Unoriented 3D Point Cloud Reconstruction by Optimising Differential Fields
Abstract
Reconstructing 3D objects from sensor data, such as point clouds, is a fundamental problem in computer vision and graphics, with applications in augmented and virtual reality, robotics, medical imaging, and industrial inspection. While numerous techniques exist, implicit field-based methods have gained significant traction due to their flexibility and ability to model complex shapes. Recent advances in differentiable fields, particularly fields modelled by neural networks, have further improved reconstruction quality by leveraging deep learning and gradient-based optimisation.
This thesis focuses on the challenging task of surface reconstruction of watertight shapes, characterised by distinct interior and exterior regions, from unoriented point clouds, which do not have normals. Without orientation information, determining a consistent inside-outside partitioning becomes difficult, and so optimisers typically find poor local optima. We address this issue through four major contributions. The first three contributions relate to improving neural signed distance function (SDF) approaches for unoriented surface reconstruction. First, we propose a divergence-based regularisation with an annealing schedule to encourage smooth and reliable gradient orientations, guiding optimisation toward more favourable minima. Second, we introduce a novel energy function over volume partitions for discrete surface reconstruction, optimised via a move-making algorithm. This discrete solution is then used to inform the neural SDF, improving coarse orientation and reducing the risk of poor local minima. Third, we develop a homotopy-based optimisation strategy that incrementally deforms an initially simple problem into the full reconstruction task, stabilising the optimisation path and preventing premature convergence to suboptimal solutions. In our final contribution, we explore the recent improvements for the task with generalised winding number optimisation, and analyse their benefits over neural SDFs. We then improve upon the existing approximation of winding numbers for point clouds, deriving a better approximation and showing that this improves two distinct approaches for winding number optimisation.

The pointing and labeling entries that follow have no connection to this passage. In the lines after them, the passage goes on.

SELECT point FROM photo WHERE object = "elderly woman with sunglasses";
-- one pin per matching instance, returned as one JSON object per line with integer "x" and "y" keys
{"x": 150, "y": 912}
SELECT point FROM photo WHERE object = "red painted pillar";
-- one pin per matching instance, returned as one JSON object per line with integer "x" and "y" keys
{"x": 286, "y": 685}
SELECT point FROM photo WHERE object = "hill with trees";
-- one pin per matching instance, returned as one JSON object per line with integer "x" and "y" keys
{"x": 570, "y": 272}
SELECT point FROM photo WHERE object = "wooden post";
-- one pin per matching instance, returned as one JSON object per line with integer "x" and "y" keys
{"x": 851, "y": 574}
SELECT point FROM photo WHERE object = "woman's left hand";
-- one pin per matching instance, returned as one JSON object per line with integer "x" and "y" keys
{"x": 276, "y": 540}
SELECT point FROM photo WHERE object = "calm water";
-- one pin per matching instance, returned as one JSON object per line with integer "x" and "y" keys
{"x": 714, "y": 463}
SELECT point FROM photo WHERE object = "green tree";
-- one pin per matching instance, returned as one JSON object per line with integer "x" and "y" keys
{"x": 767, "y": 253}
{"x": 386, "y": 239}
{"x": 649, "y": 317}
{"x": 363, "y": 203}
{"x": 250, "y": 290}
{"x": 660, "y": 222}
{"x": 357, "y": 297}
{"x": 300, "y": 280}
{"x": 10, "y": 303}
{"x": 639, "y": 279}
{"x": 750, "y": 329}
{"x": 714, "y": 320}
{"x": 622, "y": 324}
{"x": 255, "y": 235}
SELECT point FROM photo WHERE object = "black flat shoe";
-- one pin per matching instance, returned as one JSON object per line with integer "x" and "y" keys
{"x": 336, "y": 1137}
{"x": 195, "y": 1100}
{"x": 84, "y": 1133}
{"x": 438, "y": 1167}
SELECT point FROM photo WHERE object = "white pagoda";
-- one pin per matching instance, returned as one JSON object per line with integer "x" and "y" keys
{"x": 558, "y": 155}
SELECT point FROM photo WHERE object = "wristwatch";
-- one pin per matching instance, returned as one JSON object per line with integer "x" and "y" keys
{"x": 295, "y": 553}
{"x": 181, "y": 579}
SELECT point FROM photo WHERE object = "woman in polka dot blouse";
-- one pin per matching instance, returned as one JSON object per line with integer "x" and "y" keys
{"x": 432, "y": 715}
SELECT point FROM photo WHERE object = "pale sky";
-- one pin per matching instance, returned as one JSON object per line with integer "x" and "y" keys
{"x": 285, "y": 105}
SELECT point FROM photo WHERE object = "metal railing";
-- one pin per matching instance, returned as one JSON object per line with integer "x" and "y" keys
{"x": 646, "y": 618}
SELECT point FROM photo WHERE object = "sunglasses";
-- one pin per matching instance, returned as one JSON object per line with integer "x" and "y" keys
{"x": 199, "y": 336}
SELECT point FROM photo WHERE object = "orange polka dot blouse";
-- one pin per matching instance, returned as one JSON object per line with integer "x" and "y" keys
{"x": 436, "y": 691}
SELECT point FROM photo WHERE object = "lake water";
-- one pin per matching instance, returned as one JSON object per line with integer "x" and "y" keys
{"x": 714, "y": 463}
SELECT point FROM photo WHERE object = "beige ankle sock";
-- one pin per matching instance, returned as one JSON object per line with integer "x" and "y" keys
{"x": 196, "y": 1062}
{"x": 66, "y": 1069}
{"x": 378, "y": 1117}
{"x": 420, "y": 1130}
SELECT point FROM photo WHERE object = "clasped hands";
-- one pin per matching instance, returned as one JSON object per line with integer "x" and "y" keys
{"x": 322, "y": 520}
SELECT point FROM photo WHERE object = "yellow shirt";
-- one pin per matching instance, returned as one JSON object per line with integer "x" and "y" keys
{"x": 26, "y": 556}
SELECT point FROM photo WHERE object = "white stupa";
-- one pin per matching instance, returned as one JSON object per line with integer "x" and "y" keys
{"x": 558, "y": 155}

Beyond surface reconstruction, we further contribute to the broader study of implicit neural representations (INRs), a class of neural networks that includes neural SDFs. Specifically, we improve the trade-off between representation capacity and parameter size using a mixture-of-experts framework, allowing specialised expert regions to be optimised during reconstruction. Additionally, we introduce a general initialisation strategy that applies to any activation function, unifying and improving upon existing initialisation methods. We demonstrate that this is particularly valuable for INRs, where non-standard activation functions with vastly different properties are commonly used.
These contributions enhance the robustness and efficiency of differentiable field-based surface reconstruction, improving both implicit neural representations and optimisation techniques. Our findings provide new insights into overcoming the challenges of unoriented reconstruction and contribute to the broader field of 3D computer vision.